There’s a lot to love about Hersch’s: the happy hour special that allows you to have two mugs of craft beer for $5, the gourmet atmosphere and intimate setting, the consistently great service, and the bevy of intriguing cocktails to name a few. But we’re here to talk about the pizza. On my first visit, several months ago, I tried the prosciutto and arugula pie. It wasn’t bad, but I would’ve preferred the prosciutto a bit crispier, and the crust a little less done. I prefer a thin, crisp crust to bite into, but the blackened bubbles on that pizza took it too far for my liking. My second and third pies, both margaritas, really showed off Hersch’s outstanding, fresh tomato sauce, but I still wasn’t floored by the crust. But today’s cace e pepi was a whole different story.

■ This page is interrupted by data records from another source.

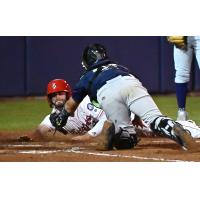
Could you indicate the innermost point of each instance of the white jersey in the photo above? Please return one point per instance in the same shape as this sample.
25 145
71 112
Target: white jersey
86 119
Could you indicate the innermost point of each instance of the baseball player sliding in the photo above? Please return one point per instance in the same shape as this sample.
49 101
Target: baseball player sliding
87 122
87 119
119 94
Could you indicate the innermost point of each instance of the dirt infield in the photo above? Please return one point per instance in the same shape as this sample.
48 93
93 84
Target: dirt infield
60 148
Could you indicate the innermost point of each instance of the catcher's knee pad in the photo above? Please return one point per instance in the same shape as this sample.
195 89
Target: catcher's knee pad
163 126
125 140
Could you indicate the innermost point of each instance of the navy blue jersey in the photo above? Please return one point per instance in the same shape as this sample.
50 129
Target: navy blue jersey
90 82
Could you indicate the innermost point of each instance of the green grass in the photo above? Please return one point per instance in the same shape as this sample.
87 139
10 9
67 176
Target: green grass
26 114
168 106
22 114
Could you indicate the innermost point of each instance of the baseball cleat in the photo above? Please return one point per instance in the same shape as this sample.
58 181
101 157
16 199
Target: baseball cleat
184 138
105 141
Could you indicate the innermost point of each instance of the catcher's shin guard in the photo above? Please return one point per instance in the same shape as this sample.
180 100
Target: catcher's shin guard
184 138
165 126
105 141
125 140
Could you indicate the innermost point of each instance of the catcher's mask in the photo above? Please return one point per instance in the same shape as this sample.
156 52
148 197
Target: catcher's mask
93 54
57 85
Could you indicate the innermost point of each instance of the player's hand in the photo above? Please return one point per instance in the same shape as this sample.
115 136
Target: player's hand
138 122
82 138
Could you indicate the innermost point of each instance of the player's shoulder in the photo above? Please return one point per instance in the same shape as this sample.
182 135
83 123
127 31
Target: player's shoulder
87 106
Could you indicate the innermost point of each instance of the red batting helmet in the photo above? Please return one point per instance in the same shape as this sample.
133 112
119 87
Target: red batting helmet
58 85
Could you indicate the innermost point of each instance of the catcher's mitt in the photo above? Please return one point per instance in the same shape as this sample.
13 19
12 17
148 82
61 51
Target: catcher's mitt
179 41
59 120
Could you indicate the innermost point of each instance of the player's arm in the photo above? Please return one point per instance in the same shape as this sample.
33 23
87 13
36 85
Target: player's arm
95 131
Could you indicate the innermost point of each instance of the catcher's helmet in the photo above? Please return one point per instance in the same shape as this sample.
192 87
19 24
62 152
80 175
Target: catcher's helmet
57 85
92 54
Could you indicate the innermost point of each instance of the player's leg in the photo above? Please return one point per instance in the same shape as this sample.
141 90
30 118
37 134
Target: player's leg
117 112
182 61
148 111
196 45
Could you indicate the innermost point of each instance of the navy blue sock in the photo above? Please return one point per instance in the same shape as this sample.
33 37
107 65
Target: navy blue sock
181 92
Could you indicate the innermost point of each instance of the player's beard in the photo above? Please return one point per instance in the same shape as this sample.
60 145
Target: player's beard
59 104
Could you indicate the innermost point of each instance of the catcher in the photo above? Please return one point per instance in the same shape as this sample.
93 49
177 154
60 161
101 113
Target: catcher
116 90
184 49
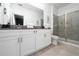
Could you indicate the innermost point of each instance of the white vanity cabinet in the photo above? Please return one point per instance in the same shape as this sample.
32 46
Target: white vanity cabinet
23 42
9 43
28 42
43 39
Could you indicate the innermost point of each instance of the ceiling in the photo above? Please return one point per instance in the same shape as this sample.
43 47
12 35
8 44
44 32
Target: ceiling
60 5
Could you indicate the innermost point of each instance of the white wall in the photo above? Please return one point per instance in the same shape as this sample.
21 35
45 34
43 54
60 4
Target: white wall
30 16
69 8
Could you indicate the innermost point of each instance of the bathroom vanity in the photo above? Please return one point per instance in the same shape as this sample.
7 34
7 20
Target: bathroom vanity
14 42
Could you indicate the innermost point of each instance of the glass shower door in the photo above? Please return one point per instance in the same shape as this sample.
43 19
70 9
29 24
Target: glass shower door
73 27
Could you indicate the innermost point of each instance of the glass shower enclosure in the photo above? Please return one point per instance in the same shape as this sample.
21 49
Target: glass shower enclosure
67 26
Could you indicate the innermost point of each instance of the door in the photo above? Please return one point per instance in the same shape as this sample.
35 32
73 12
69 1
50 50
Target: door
74 17
61 27
28 42
55 23
42 39
47 37
9 46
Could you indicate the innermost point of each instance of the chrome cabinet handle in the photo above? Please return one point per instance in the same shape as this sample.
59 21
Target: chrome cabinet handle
34 31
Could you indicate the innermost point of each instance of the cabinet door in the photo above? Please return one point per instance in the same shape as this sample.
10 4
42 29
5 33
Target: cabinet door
9 46
41 39
47 37
28 42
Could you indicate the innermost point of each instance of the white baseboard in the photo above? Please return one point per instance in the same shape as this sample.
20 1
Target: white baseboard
75 45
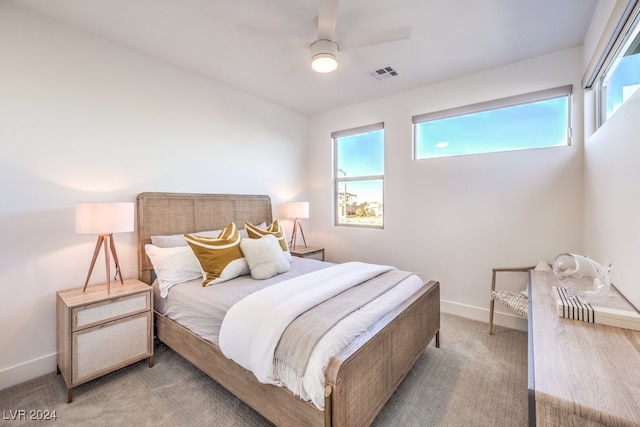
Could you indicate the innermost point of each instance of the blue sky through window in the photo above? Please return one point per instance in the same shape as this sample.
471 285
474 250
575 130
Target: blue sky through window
531 125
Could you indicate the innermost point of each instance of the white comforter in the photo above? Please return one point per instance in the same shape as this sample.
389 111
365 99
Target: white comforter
252 328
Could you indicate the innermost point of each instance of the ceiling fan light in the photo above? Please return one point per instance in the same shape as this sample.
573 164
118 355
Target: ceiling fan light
324 63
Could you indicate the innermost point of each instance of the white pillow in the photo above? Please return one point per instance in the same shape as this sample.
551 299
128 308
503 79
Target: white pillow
264 256
173 266
178 239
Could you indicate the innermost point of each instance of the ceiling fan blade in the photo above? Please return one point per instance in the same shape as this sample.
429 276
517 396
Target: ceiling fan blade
272 35
379 37
327 18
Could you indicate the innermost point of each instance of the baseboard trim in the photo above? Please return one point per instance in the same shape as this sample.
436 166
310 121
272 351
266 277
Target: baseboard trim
508 320
27 371
46 364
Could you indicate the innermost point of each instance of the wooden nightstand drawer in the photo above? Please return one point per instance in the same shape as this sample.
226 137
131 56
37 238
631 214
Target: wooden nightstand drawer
110 346
108 310
99 332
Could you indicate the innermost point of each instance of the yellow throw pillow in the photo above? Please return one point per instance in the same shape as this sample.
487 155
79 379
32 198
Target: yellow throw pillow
274 229
220 257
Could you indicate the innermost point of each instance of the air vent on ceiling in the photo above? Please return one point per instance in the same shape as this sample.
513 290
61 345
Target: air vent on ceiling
383 73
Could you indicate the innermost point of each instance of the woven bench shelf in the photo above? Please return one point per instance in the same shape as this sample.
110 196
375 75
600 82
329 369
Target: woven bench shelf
515 301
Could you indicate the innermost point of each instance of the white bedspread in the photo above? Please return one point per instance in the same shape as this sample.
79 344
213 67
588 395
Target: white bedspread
252 328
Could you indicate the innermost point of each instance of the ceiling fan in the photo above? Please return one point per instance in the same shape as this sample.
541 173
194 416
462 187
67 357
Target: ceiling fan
324 50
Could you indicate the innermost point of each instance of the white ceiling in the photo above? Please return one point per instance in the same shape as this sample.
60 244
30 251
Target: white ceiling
449 38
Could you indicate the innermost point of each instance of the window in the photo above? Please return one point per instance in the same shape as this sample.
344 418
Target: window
533 120
621 79
359 176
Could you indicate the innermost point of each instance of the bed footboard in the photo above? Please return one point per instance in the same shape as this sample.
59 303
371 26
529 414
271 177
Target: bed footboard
359 382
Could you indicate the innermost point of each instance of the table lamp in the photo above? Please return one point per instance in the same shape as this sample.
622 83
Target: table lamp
296 210
104 219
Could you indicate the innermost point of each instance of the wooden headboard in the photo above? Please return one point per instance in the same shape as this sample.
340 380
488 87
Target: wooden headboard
161 214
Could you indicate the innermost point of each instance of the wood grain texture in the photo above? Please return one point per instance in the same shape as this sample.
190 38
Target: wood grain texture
584 373
117 333
362 377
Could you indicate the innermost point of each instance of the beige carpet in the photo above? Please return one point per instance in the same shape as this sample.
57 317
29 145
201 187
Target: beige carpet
472 380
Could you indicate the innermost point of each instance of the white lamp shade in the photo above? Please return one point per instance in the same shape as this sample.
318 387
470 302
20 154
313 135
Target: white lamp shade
296 210
104 218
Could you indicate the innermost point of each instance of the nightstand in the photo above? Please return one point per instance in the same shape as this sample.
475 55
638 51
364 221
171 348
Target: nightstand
308 252
99 332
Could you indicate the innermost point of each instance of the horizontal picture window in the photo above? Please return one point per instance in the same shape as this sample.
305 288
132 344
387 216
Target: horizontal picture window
533 120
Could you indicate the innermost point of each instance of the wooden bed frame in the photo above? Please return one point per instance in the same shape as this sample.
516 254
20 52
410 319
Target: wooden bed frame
358 381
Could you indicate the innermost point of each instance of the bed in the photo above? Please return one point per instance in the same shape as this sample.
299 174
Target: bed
358 381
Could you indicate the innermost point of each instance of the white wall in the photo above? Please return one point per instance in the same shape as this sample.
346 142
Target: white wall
83 119
612 185
453 219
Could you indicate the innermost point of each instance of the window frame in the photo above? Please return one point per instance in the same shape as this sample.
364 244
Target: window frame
335 136
495 104
609 52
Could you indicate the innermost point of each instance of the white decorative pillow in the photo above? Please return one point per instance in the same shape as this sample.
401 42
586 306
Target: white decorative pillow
255 232
173 266
178 239
220 257
264 256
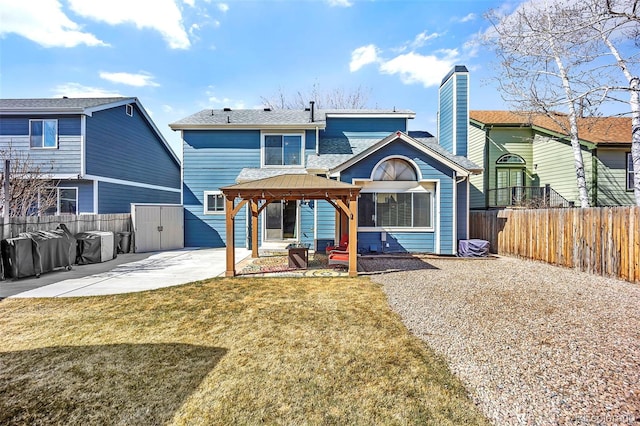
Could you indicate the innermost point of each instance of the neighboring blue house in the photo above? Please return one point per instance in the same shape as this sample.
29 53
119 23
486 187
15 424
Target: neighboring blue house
105 153
415 192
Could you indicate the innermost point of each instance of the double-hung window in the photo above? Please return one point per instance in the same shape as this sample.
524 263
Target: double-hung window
395 210
213 202
283 149
43 133
61 200
629 172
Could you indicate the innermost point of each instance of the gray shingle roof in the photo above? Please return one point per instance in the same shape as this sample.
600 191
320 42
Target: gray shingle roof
248 174
266 117
336 151
55 103
217 117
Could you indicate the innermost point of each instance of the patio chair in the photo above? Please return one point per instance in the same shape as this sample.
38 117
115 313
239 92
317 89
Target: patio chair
339 258
342 245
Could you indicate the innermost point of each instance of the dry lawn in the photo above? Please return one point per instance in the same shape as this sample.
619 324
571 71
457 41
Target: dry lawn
223 351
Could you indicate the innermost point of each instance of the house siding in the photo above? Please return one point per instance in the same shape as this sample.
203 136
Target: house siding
114 198
85 193
446 116
443 218
213 159
65 159
126 148
477 138
612 178
462 231
556 167
462 113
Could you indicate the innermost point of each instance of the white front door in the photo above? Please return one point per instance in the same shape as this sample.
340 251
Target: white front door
281 221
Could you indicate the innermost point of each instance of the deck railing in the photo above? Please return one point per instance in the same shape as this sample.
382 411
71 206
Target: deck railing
532 197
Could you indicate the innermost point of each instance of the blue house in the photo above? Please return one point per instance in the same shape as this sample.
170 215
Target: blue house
414 188
102 154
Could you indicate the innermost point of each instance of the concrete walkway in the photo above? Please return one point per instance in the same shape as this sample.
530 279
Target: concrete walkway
149 271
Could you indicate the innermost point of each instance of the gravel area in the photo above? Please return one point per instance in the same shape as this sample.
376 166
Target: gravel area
534 344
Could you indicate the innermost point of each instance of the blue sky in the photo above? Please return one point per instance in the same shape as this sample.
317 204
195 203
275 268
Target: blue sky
180 56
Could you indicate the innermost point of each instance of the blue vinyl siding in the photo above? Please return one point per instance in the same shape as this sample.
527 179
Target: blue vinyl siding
19 126
65 159
213 159
122 147
446 118
340 127
430 170
399 242
461 207
113 198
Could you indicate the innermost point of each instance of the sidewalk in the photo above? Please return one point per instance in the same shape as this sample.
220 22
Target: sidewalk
125 274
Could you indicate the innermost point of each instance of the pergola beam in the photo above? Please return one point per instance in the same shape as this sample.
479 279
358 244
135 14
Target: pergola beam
342 196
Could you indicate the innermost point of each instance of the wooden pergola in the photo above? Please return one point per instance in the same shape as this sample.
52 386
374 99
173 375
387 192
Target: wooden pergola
260 193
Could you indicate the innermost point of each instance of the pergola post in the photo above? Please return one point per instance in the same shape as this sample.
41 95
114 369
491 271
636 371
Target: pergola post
353 236
230 234
254 228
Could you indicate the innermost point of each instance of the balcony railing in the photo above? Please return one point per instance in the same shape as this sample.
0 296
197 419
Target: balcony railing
533 197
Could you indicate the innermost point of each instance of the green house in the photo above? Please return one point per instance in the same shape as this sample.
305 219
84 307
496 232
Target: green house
528 160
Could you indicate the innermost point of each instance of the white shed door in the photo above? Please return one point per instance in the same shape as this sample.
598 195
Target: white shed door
157 227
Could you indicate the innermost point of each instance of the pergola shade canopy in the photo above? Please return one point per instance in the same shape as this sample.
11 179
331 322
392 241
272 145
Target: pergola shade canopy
295 186
342 196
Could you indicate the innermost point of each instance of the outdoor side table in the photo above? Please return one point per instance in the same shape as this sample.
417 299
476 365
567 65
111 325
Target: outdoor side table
298 256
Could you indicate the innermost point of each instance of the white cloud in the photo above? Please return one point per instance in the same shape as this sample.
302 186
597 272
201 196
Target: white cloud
339 3
363 56
422 38
77 90
142 79
163 16
470 17
43 22
222 102
427 70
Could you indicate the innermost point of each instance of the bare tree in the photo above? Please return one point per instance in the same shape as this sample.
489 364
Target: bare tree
31 189
617 22
333 99
556 56
542 70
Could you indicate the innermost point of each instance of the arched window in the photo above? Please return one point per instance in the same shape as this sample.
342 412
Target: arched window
395 169
510 159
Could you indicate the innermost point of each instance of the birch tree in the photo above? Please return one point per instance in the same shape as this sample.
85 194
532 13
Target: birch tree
31 190
541 69
617 22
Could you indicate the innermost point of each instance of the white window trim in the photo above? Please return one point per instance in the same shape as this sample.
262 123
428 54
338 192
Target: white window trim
282 166
629 172
58 198
206 203
57 189
57 133
383 187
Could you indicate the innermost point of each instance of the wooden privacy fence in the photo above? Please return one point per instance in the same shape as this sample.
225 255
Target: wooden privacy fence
603 241
115 223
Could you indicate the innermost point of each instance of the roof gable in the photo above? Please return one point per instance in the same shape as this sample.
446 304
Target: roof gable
597 130
461 165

Its four cheeses are rich and well-balanced, with creamy mozzarella against a sharp bite of pecorino. Topped off with a light drizzle of olive oil and a healthy dose of freshly cracked pepper, this pie was, by far, the best I’ve had at Hersch’s. The crust had a crisp bite without being overdone, and a dusting of crushed red pepper flakes from the small bowl on the bar really brightened up the flavors. Of course, as any self-respecting Jersey girl knows, the best accompaniment to pizza is beer. The selection at Hersch’s does not disappoint: with a modest but constantly rotating tap list, their beers are not for the casual weekend drinker. These unique microbrews will introduce you to your new favorite sip, but what Hersch’s won’t offer you any of the big three light options, or (sorry Baltimore) Natty Boh. Instead, you can sample the sweet, rich Lagunitas Cappuccino Stout, or have a mug of the fruity, summery, and delightful Sprecher Hefeweissen. Not a beer connoisseur? Their bartender will gladly pour you a taste of anything you’d like to try before you commit to a whole mug.
You wouldn’t expect to get out of a place with cloth napkins and a gourmet menu with a bargain. But after three beers apiece and a pie between the two of us for under $30, that’s exactly what my fiancé and I did tonight. And with just a two-block walk home, you can bet it won’t be the last evening we spend at Hersch’s.